Even a minimal summary of his thought is too daunting a task for this brief biographical sketch. That thought is the source of inspiration and insight for all the thus far presented and discussed on this site. A few concepts of most direct relevance to human science are listed below and discussed in detail in other articles.
- God and the Universe: The Absolute, the ultimately infinite spiritual reality that transcends all descriptions and limitations, has become the universe and includes all that is in it.
- Process of Creation: The process by which the Absolute has manifested itself as universe is the same process of consciousness as that by which human beings create social institutions, works of art, business enterprises, communities and the circumstances and conditions of our personal lives.
- Involution: Matter is inconscient a form of spirit. Life is subconscious force of spirit. Mind is mentally conscious indirect and derivative power of a spiritual capacity for knowledge by identity. Spirit involves itself finite existence by a process of self-conception, self-limitation and self-absorption.
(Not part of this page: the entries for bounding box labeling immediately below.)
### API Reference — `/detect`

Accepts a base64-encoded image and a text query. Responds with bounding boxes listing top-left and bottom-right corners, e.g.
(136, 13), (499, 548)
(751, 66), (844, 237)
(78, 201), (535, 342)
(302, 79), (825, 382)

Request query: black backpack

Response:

- Spiritual evolution: The universe is infinite Spirit in the process of evolving so that it can manifest its infinite potential through an infinite variety of finite forms and experiences.
- Man is a transitional being: As plant and animal life has evolved from matter, and humanity has evolved from the animal, human life will ultimately give rise to beings with what he terms supramental consciousness.
- Life: Life is a conscious universal plane or field, not merely a characteristic of individual biological forms. Life has a consciousness and a character and it responds to human consciousness and initiative.
- Aim of spirituality: The ultimate aim of spirituality is not to transcend or escape from the suffering and limitations of life on earth but to perfect and transform life on earth into the life divine.
- All life is yoga: All life is a subconscious yoga of nature seeking to discover and release the spiritual consciousness hidden within it. Not just prayer or meditation, but every aspect and activity of life can be consciously utilized as a means for spiritual progress.